It should be noted that the number of significant correlation coefficients should not be the only criterion for choosing a model. As Holmlund et al. (42) put it, “There is no ‘one size fits all’ approach to choosing the right operationalization of disorganization in speech” (p. 3). While there is more need for validation studies of different embeddings, future studies should also aim to understand better which coherence metrics represent which specific impairments in patients’ speech (42).
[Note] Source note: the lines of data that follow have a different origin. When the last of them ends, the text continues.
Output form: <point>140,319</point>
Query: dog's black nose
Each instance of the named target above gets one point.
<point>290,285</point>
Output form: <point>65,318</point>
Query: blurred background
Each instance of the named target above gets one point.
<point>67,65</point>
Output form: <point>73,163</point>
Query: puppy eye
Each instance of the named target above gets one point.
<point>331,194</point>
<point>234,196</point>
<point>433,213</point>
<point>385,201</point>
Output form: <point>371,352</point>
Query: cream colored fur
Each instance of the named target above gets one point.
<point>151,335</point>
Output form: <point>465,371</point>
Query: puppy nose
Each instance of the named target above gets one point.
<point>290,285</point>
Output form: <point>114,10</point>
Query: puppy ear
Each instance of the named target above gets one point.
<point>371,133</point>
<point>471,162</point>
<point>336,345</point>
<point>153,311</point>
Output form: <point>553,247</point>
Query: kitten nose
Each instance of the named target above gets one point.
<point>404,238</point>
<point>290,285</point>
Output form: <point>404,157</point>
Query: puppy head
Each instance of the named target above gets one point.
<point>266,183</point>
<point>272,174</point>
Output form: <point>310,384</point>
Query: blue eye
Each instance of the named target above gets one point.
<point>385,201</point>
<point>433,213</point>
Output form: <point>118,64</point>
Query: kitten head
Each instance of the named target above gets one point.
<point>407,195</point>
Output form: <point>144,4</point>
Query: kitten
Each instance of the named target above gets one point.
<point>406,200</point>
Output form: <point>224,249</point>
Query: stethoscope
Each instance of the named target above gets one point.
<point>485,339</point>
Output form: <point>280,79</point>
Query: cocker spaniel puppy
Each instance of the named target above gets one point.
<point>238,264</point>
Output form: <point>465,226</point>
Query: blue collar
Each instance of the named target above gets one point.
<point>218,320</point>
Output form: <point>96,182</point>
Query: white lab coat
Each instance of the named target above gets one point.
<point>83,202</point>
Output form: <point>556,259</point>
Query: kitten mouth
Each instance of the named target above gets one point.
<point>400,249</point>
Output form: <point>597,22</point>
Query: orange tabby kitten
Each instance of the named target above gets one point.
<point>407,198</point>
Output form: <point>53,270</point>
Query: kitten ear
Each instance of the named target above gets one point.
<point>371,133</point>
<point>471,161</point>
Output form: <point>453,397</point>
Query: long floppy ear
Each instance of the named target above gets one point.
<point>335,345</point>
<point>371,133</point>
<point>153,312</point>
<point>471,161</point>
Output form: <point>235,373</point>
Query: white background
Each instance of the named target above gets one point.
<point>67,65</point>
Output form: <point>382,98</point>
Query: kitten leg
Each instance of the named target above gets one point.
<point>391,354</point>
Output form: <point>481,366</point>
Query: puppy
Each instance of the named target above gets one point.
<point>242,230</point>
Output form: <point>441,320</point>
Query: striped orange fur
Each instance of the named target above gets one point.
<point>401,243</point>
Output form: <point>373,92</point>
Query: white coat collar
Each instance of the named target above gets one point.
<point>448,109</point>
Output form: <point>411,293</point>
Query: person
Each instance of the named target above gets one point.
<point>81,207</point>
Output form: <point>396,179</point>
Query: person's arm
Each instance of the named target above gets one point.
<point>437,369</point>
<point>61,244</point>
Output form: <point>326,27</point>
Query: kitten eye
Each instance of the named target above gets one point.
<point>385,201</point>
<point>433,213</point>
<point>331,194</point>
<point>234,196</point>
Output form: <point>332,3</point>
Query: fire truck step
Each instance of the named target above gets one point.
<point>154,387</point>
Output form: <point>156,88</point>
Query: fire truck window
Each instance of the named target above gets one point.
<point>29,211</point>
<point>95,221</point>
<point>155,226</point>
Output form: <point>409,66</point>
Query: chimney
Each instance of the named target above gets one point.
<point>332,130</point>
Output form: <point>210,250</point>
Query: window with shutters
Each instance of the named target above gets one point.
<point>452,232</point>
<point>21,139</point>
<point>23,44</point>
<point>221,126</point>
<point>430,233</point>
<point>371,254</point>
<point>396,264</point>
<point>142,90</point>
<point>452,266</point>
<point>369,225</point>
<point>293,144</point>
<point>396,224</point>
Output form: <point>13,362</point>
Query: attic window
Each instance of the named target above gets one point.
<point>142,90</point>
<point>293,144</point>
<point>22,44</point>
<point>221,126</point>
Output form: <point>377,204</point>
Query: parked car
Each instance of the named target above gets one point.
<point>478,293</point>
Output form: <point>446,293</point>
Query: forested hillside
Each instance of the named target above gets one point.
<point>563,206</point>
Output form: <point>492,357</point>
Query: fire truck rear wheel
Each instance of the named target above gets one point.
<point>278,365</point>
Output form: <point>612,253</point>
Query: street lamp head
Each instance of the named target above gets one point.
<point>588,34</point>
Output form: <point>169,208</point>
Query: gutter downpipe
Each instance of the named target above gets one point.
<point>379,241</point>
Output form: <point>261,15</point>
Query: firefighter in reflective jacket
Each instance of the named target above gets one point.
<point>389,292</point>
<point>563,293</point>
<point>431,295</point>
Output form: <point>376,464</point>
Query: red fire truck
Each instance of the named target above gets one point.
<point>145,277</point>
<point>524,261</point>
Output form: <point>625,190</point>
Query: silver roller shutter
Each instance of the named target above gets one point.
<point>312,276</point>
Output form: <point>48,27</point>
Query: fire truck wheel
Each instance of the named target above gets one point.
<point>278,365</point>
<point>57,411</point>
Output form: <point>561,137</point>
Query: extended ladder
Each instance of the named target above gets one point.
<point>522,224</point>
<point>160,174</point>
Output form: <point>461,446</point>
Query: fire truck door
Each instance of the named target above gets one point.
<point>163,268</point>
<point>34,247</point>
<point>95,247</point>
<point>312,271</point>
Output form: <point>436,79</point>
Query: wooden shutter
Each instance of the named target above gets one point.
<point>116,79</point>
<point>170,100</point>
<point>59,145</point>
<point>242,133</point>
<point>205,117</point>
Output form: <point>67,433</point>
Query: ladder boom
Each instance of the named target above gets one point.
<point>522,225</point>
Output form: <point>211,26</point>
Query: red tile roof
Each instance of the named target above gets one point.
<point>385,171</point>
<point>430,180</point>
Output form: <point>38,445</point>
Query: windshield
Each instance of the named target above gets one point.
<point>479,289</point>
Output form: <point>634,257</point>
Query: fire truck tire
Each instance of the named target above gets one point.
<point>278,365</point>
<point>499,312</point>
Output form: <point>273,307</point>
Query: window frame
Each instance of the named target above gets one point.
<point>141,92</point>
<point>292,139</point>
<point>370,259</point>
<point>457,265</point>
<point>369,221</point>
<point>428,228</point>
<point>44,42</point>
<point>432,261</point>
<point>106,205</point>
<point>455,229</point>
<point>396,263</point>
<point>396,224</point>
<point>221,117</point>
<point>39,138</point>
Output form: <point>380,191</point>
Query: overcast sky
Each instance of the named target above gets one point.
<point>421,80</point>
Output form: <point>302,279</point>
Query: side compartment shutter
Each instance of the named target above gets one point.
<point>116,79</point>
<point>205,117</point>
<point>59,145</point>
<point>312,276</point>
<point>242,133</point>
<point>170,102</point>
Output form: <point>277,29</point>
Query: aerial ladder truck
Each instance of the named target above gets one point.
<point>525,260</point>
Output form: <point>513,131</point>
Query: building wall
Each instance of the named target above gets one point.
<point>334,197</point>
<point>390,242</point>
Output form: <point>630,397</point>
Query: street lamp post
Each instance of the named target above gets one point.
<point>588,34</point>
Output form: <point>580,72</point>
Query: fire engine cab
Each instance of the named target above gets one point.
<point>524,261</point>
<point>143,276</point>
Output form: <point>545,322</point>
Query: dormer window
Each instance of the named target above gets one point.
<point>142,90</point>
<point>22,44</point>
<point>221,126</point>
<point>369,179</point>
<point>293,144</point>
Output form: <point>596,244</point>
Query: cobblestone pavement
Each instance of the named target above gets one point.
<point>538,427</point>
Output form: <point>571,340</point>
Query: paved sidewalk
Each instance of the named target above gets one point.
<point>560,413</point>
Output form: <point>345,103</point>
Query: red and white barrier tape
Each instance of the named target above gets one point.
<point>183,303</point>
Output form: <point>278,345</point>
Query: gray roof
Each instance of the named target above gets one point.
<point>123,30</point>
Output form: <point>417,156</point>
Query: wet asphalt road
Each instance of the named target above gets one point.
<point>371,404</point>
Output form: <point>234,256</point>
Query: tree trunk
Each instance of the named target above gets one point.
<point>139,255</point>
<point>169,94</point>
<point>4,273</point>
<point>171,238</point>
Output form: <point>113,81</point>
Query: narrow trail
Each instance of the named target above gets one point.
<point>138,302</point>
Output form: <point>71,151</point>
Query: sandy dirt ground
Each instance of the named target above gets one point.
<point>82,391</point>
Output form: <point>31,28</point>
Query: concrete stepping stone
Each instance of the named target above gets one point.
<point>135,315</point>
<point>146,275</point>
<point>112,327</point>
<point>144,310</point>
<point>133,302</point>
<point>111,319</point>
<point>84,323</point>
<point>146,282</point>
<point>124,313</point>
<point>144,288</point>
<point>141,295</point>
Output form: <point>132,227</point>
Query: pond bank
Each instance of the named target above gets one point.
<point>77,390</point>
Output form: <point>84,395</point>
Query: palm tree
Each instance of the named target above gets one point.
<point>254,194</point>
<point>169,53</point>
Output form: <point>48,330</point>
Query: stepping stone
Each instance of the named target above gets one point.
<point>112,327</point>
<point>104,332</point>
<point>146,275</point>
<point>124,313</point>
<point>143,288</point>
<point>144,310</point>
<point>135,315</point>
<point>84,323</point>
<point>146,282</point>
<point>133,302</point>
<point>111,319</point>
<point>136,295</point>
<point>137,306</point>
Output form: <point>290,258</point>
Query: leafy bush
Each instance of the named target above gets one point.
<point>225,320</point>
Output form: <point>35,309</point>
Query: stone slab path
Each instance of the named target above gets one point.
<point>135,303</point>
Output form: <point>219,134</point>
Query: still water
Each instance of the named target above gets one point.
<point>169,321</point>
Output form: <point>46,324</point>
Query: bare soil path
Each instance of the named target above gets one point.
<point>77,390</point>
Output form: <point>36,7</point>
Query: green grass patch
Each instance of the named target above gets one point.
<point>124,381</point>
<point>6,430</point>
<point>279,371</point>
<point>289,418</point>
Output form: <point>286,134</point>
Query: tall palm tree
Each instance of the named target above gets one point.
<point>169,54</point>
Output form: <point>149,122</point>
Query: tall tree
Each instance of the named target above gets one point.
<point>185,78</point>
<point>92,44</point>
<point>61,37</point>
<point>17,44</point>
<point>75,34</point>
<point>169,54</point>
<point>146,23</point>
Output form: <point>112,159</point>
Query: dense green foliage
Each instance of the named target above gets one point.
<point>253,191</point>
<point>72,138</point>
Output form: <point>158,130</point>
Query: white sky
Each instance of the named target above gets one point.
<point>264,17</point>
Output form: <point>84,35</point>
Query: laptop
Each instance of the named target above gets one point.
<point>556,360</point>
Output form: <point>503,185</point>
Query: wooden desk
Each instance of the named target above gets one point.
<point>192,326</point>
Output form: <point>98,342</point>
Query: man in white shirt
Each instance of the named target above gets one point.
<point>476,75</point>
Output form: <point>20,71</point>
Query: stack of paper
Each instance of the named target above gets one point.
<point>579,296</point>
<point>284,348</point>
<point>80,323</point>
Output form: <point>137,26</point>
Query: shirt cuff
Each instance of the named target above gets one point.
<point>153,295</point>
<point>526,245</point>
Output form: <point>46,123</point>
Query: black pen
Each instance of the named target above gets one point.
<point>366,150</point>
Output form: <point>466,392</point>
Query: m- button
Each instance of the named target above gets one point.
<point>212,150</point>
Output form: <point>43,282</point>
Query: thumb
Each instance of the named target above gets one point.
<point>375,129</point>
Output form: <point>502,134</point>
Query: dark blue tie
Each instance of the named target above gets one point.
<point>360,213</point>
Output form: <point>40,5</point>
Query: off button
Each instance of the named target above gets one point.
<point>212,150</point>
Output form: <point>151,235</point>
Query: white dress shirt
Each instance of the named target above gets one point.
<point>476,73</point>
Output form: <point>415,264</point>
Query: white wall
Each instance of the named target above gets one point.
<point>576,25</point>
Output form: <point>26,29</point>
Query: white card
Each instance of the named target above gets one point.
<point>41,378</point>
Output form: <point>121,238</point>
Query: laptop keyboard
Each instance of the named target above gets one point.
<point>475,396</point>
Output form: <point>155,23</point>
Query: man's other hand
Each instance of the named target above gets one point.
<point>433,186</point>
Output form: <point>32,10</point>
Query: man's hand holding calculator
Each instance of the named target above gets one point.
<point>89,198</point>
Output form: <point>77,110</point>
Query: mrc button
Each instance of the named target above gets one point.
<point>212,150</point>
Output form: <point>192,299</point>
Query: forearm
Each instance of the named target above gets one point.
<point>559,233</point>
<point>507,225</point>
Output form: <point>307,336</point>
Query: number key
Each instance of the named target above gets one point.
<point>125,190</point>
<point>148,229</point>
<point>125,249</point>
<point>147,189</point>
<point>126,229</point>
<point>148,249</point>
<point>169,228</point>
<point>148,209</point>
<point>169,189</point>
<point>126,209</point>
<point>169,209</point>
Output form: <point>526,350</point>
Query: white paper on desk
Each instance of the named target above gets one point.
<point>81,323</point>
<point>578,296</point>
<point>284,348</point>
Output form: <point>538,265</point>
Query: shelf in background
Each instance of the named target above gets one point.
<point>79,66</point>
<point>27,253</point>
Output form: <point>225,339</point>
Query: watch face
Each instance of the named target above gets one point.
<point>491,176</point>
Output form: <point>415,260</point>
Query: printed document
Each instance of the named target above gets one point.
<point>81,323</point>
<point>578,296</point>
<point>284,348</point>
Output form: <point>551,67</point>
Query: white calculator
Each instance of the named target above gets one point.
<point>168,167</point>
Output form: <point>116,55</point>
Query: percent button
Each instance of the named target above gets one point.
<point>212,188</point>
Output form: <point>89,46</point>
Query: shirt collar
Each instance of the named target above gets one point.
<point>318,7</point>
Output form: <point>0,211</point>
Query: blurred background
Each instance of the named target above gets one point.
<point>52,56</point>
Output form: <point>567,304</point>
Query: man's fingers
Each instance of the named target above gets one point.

Concerning validation against clinical ratings, one might expect to find most reliable correlations between coherence scores and ratings of incoherence, in this study represented in the PANSS factor for disorganization. After all, the embeddings are supposed to model speech (in)coherence and have been found to be correlated with ratings of positive FTD and incoherence in former studies (15, 16, 19). However, we found the most consistent correlation between coherence scores and the PANSS factor for negative symptoms. A significant correlation with the factor for disorganization was only found for the word2vec models. This may support the assumption that word2vec models outperformed GloVe models in our sample. From an application perspective, other questions arise: On the one hand, one could argue that coherence scores could be useful as long as they are correlated with any relevant characteristics of the illness – positive FTD or not. Identification and treatment of psychosis may sometimes focus too much on productive symptomatology. Clinical application and usefulness of NLP methods would rely on their ability to predict illness – our results suggest that we should focus more on negative symptoms in this context. These often represent the first sign of the onset of psychosis and occur before the onset of positive symptoms (43). If NLP coherence scores are significantly correlated with clinical appearance of negative symptoms, this might explain their effectiveness in prediction of psychosis onset (17, 18). On the other hand, not all characteristics of illness are a sign of psychosis onset or exacerbation and require urgent intervention. As mentioned in the introduction, early labeling can also lead to stigmatization (22). While negative symptoms may be a predictor of psychosis onset, they are not a sign of acute exacerbation characterized more by positive symptoms. One may conclude that correlation with clinical ratings of psychopathology appears to be a necessary but not sufficient condition for the predictive power of NLP coherence models in NAP. Their application may also depend on the prediction of subtle changes in patients’ life that are not recognized easily or early enough by clinicians for appropriate intervention.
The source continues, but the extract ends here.